Rafe Marquez, 52, has spent the last 18 years as a minor league baseball scout, logging 40,000 miles a year in his beat-up silver Ford F-150, his scouting notebook stuffed in the center console next to a pack of spearmint gum and a half-empty bottle of ibuprofen. His biggest flaw, if you ask the few people who know him well, is that he’s shut down every chance at casual connection since his wife left him seven years prior, bailing on their small west Texas rental for a high school football coach who owned a boat and didn’t work 200 days a year on the road. He’d written off small town bars and pretty strangers and anything that smelled like unnecessary drama entirely, until he pulled into Luling last week for a junior college tournament, on the hunt for a left-handed pitcher with a 94 mph fastball and a terrible habit of swinging at every first pitch.
The bar off Main Street smelled like fried pickles and sour mash bourbon, the jukebox spitting out old George Strait deep cuts loud enough to drown out the row of college kids playing darts in the back. Rafe sat at the far end of the bar, his notebook open to the pitcher’s scouting report, a cold Shiner Bock sweating through the paper coaster under it, when she sat down two stools over. He recognized her immediately—Lila, the wife of the regional league GM, the same guy who’d threatened to blacklist Rafe from every scouting gig in the southwest three years prior, after Rafe called him out for padding top prospect stats to land a better deal with the MLB farm system. The GM had made it very clear to every scout in the circuit that Lila was off-limits, no talking, no eye contact, nothing.
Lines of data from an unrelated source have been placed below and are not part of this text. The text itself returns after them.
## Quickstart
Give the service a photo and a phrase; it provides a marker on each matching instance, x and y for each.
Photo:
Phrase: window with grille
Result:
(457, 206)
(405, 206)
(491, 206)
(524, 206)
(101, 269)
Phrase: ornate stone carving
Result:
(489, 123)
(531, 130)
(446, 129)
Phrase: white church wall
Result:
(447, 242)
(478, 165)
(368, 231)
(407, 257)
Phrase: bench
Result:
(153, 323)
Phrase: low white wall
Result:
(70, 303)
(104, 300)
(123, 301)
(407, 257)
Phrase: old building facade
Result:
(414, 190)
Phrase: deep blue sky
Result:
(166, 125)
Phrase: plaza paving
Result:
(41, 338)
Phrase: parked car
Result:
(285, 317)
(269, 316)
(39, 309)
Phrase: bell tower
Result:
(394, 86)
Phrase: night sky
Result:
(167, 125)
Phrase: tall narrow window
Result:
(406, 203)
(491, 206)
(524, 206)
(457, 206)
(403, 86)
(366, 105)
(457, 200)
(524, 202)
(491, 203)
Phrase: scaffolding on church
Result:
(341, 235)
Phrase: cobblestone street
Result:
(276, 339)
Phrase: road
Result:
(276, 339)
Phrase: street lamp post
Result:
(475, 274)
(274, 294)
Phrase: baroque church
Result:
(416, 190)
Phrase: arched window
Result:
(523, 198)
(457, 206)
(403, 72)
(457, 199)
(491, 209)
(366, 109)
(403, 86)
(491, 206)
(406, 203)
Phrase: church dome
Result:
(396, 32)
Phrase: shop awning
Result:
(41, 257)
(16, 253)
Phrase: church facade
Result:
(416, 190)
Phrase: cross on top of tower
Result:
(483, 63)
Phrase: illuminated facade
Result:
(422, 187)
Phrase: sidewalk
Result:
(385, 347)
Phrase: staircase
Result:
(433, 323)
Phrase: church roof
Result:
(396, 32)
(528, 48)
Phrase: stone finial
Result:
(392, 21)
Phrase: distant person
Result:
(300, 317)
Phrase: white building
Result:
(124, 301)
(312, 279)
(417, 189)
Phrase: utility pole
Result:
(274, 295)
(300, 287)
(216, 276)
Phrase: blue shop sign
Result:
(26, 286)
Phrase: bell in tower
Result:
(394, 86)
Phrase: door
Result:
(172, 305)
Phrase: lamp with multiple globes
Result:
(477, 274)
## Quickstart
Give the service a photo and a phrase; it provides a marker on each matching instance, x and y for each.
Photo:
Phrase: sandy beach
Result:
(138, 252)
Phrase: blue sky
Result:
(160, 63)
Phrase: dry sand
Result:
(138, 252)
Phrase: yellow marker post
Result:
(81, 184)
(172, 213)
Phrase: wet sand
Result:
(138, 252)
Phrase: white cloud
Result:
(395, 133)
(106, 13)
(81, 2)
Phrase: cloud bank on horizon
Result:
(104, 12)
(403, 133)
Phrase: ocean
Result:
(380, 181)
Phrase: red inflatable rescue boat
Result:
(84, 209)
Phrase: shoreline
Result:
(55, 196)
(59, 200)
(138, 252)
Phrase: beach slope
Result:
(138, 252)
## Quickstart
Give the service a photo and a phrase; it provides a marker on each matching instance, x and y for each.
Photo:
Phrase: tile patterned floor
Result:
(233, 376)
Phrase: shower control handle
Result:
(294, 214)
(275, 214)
The bartender was busy pulling shots for a bachelorette party up front, so Lila leaned across the empty stool between them to grab a stack of napkins next to Rafe’s elbow, her bare forearm brushing his knuckle as she reached. Her skin was warm, smelled like cedar and vanilla, and she smiled when she pulled back, wiping a smudge of stadium hot dog mustard off the side of her thumb. “You’re the scout that’s been camped behind home plate all week, right?” she said, her voice low enough that only he could hear it over the jukebox. “I saw you taking notes on the backup catcher yesterday, not just the lefty everyone’s here for. Most guys don’t bother with the backups.”
He didn’t mean to engage, but he found himself talking anyway, telling her about the catcher’s 1.9 second pop time to second base, how most scouts write off guys under six feet even if they’re faster and smarter than the taller prospects. She leaned in as he talked, shifting one stool closer when a group of tournament players stumbled past the bar, her shoulder pressing against his for half a second when one of them knocked into her chair. Her knee brushed his under the bar when she laughed at his story about the lefty’s terrible walk-up song—some 2010s pop track he’d apparently stolen from his little sister—and he felt something unclench in his chest, something he hadn’t felt since before his ex packed her bags.
He fought it at first, every alarm in his head blaring that this was a terrible idea, that he’d lose his job, that small town drama would follow him down every highway for the next year. But Lila didn’t play games. She told him the GM had been cheating on her with the team’s admin for six months, that she’d filed for divorce two weeks prior, that she’d just been waiting for the tournament to end to call him out on it publicly. She laced her fingers through his on the bar top right as the GM walked through the front door, holding their joined hands up so he could see them, smiling sharp and unapologetic when the guy’s face turned bright red and he stormed right back out.
Rafe didn’t care about the blacklist threat anymore. He closed his scouting notebook, left enough cash on the bar to cover both their drinks, and followed her out into the warm Texas night, crickets chirping loud in the oak trees lining the street, the distant hum of the stadium lights still buzzing a few blocks over. She stopped him before he could reach for the truck door, pressing a slow, soft kiss to his jaw, her hand fisted lightly in the front of his worn scout’s jacket, and said she’d always wanted to drive through the Hill Country, that she didn’t have any plans for the next two weeks, that she’d even help him take notes if he wanted.
He tucks his scouting notebook into his jacket pocket, unlocks the passenger door for her, and lets the cool night air wash over the part of him he thought he’d buried for good.